Lors de la pause, je sortis dehors et tirai une cigarette de mon paquet. Je n'étais pas une grande fumeuse, au contraire dès que je n'en sentais pas le besoin, le paquet ne sortait pas de mon sac. Mais en ce moment, entre le boulot et Ben, j'avais besoin d'un échappatoire et de quelque chose pour réduire mon stress.  Je contemplai la fontaine où les touristes s'arrêtaient pour faire une pause ou prendre une photo du jardin, ce que j'aimais ici était la diversité des nationalités présentes dans le personnel du musée mais aussi dans les touristes, une chance pour parler plusieurs langues et en apprendre plusieurs. Un stagiaire m'avait rejoins, il semblait perdu devant l'immensité du complexe et ne savait pas comment on pouvait gérer tout ça, de ce qu'il m'a dit il était là pour un stage obligatoire au lycée et parce que sa tante travaillait ici. Après avoir fini ma cigarette, je retourne à l'intérieur et me rend dans une des salles de réunions. Il fallait prévoir l'emplacement de l'exposition, celle des tableaux et le temps que cela va durer et son coût. La réunion s'est terminée vers 18h30, le temps d'aller dans les vestiaires prendre mes affaires, parler un peu et rejoindre ma voiture il était 19h. Benjamin n'avait certainement pas prévu pour ce soir, comme d'habitude et il n'y avait plus rien dans le frigo. Sur le chemin du retour, je passais devant le chinois où on commandait souvent ; problème réglé. Je me garais sur le parking du restaurant, à l'intérieur une file de personnes attendaient. C'est fou le nombre de personne n'ayant pas le courage de se faire à manger, dont j'en fais en quelque sorte parti. Devant moi, un couple se tenant la main follement amoureux, cela ne devait pas faire longtemps qu'ils étaient ensemble, tout leur semblait encore idyllique et parfait.

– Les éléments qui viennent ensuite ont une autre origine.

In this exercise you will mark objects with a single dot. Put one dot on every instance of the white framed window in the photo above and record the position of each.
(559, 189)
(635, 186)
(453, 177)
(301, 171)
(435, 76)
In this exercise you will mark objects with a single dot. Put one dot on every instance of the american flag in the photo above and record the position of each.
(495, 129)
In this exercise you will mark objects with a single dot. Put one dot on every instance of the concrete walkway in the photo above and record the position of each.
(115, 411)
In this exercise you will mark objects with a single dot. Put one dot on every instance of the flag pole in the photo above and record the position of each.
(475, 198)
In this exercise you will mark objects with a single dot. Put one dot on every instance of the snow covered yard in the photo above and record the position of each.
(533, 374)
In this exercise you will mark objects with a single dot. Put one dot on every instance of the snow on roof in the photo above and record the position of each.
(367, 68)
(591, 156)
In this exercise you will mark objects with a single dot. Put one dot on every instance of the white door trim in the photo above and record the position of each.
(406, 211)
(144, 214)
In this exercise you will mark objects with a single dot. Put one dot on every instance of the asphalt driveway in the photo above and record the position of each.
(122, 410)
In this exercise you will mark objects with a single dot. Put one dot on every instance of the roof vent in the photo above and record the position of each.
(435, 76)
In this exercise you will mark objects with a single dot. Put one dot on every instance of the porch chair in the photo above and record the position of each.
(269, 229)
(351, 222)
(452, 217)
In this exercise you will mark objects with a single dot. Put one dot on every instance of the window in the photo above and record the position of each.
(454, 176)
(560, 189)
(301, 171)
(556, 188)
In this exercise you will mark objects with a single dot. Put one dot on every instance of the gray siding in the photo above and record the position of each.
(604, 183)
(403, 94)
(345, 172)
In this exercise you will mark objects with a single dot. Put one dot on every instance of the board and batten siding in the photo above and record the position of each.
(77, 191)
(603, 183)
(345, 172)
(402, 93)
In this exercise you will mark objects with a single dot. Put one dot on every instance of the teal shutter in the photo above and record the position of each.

Dans un sens je les enviais, ne se souciait de rien et vivre son amour avec l'élu de notre cœur, c'est ce qui devait encore nous arriver mais le destin en a décidé autrement. Je les enviais mais ils me donnaient aussi envie de vomir, toutes ces niaiseries qu'ont te fout au visage alors que ton couple n'est pas des plus stables.  

De retour à la maison, je pose le sachet sur la table de la cuisine, déboutonne mon chemisier et le sort de ma jupe pour laisser apparaître un top blanc.  Comme d'habitude, pas mal de truc trainait sur le sol et la table, je commençais à ranger quand Benjamin fit son entrée dans la cuisine. Toujours avec son allure décontractée, comme s'il ne se souciait pas de ce qu'il y avait à faire dans la maison. Prenant sur moi, je l'embrassais rapidement avant de retourner préparer la table. "Comment s'est passée ta journée ?", je déballais les plats et mettais la table pendant qu'il me regardait faire. "J'ai pris du chinois, j'espère que ça te va", en réalité je n'avais aucune autre idée et un manque d'envie de faire les courses. Au moins là, tout était prêt et il n'y avait plus rien à faire à part manger.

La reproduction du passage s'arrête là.